Pura Tirta Empul
INDONESIA | Thursday, 21 May 2015 | Views [170] | Scholarship Entry
I went to Surabaya to attended some really tense business meetings. I was supposed to go, spend 3 days there and come back to Brazil. But definitely I was not traveling 35 hours just to know a boring hotel room and some gray industrial installations which looked exactly the same as the one I worked at… So I anticipated my vacation and headed to Bali. Anyway, I DID travel 35 hours to get to Indonesia and, after all the travelling (plus the jet lag and the 72 hours of crazy working) I arrived in Bali in a very pitiful shape. In an attempt to put my pieces together, I spent my first 2 days relaxing: I got some pacific errands, went to some local temples (at Monkey Forest I felt like Mowgli amongst the Bandar-Log!), eat good food, had a massage… And, even so, after 2 days in paradise, I was not completely fine yet. And it was somehow evident: one night, I sat at the terrace of the homestay I stayed and my host suddenly said: “You NEED to go to Pura Tirta Empul. I’ll drive you there”. I knew nothing about the temple, but I was attracted by the main pool as soon as I crossed the first wonderful split gate. It was packed with Indonesian and tourists. The weather was a little cold (as much as it can be). I was alone and had nobody to watch my belongs, including my expensive semi-professional camera. And I had no clothes to change. But I knew I should bath. And then I heard somebody saying you should wash yourself and pray under each one of the 12 fountains to be… healed.
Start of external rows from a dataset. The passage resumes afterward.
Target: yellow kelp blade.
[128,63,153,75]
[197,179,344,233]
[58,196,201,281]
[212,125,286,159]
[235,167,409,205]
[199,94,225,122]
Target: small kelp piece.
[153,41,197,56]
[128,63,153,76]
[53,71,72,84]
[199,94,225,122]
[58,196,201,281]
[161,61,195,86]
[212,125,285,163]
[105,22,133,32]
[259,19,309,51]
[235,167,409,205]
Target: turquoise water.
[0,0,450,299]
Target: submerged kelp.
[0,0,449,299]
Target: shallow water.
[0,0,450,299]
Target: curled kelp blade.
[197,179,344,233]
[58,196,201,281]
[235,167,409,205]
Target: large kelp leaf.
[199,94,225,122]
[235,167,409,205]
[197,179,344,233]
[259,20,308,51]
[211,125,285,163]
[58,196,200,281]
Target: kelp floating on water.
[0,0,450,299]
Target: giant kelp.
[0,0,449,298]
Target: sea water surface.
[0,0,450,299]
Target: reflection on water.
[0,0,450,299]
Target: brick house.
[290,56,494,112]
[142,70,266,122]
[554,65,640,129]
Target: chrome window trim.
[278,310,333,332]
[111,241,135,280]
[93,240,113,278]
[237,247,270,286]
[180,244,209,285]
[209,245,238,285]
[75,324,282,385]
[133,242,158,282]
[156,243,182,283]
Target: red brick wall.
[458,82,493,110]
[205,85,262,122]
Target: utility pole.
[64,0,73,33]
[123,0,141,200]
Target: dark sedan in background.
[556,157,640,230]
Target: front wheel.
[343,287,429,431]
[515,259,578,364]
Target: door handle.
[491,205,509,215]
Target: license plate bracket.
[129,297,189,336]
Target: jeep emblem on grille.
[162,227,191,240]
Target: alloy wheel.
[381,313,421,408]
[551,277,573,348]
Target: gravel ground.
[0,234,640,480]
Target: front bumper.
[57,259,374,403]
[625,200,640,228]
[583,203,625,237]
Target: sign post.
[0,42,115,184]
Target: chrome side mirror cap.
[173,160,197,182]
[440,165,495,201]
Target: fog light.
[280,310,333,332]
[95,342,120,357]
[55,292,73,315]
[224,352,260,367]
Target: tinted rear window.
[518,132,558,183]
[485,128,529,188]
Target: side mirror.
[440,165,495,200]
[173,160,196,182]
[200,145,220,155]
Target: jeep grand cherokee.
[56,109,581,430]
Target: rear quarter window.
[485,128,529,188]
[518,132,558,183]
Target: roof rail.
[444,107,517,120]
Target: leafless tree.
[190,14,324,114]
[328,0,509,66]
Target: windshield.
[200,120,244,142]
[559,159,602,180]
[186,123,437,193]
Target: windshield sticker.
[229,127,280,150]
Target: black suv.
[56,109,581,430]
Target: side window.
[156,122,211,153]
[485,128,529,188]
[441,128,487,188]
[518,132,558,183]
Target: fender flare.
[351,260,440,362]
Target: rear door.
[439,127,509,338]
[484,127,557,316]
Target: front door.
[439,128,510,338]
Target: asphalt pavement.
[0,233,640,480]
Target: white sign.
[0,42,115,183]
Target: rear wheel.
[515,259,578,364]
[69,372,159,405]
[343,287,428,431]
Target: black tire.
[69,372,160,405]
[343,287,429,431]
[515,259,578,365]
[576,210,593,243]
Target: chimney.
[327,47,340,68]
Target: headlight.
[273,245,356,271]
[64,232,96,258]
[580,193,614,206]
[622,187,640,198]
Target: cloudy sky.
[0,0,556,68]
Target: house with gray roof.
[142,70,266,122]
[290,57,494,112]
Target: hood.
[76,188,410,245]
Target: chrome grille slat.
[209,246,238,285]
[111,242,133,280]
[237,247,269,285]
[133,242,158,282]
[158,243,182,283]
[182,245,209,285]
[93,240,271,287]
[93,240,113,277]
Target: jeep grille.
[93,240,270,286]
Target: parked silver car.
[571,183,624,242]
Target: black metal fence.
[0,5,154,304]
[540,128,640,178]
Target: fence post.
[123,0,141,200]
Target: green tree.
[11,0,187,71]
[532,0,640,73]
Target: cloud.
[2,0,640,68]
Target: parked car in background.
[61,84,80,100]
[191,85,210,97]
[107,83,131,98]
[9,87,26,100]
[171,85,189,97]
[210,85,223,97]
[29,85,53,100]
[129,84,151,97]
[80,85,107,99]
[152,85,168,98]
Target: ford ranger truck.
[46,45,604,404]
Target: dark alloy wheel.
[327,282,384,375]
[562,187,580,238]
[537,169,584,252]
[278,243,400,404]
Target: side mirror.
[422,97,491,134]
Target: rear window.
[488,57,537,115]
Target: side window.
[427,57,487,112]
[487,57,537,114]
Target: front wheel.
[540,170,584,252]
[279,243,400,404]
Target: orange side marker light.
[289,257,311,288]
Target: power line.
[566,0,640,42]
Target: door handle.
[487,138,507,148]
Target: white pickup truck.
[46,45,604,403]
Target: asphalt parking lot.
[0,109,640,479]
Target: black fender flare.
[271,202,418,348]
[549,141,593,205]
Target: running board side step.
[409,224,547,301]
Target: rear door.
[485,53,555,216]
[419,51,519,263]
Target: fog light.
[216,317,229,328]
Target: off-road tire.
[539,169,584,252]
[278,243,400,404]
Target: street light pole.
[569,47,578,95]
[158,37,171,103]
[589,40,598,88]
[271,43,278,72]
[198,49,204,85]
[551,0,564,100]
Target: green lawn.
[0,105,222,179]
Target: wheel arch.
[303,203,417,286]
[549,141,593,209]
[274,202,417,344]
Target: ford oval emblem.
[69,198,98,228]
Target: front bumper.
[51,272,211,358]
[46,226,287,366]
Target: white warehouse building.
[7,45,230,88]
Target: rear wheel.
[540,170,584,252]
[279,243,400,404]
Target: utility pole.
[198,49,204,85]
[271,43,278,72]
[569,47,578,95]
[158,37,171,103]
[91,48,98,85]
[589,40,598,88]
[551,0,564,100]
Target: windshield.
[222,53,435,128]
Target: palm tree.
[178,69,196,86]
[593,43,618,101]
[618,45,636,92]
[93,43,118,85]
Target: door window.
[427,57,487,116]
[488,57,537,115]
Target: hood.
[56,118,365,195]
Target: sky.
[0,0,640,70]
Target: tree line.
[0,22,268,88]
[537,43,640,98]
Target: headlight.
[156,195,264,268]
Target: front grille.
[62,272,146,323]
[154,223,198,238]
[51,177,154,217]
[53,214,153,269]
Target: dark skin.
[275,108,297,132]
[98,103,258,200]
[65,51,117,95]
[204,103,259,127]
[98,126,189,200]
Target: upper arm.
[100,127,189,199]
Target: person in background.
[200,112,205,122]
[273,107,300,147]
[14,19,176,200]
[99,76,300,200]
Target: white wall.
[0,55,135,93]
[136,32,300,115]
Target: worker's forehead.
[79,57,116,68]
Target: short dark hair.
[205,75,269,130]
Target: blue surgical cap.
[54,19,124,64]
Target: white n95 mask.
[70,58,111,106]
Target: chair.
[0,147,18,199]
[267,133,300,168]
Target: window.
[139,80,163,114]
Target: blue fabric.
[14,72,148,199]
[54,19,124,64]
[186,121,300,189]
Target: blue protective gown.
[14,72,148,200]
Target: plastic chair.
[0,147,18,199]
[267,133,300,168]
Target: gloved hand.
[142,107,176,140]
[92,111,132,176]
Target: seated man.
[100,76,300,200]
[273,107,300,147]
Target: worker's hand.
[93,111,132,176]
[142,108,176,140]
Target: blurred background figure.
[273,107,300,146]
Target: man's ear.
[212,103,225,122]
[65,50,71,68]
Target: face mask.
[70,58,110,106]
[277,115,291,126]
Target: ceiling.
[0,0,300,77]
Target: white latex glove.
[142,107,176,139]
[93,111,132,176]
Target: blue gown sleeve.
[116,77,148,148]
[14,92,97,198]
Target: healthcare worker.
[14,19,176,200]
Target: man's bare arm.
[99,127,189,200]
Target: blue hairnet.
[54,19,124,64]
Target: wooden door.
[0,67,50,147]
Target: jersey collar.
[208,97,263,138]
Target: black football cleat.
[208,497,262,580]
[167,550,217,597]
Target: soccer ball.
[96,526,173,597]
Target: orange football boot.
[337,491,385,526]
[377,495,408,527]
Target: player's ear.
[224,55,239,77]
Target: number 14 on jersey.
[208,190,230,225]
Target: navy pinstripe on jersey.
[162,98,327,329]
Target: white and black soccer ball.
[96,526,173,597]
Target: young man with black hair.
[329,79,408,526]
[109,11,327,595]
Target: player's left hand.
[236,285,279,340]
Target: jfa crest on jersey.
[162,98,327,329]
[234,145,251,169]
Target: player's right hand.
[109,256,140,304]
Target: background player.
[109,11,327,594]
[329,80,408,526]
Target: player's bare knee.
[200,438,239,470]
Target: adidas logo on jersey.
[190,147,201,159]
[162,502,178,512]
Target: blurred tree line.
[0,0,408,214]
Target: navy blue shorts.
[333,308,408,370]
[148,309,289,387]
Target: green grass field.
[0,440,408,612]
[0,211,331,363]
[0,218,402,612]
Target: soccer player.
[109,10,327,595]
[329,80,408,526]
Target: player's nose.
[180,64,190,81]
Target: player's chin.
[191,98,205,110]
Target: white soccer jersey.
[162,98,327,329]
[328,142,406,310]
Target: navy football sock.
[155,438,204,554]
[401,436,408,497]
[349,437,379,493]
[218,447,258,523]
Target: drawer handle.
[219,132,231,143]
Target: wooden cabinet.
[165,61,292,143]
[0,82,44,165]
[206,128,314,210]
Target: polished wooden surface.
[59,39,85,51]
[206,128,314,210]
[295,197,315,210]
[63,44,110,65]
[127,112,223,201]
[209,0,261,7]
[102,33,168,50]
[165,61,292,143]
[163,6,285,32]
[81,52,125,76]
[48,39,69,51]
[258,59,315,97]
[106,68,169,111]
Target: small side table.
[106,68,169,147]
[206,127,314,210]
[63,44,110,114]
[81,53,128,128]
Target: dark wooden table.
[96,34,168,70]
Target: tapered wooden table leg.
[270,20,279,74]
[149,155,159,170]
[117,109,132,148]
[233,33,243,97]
And healing was a good definition of what I need then – even before my travel to Indonesia. So I dive in the waters and let it wash the bad stuff from me. At the end of the day, I was feeling so good that it was almost impossible to not believe the waters are really curative. But Tirta Empul had a surprise to me! I was so hypnotized by the waters that I had not taken any picture from the temple before bathing. So I take my camera and… I was chocked to discover its photometer – broken for more than one year, then – was also working again. Like myself. This story is what makes Tirta Empul a travel treasure to me: it is about the mark it left in me. I always though I would be spotting a potential history when I looked though the lenses of my camera. But know, when I see the photometer working, it is like I’m looking also to all the histories which I already lived and told. And it gives me fuel to travel again and live to produce more stories.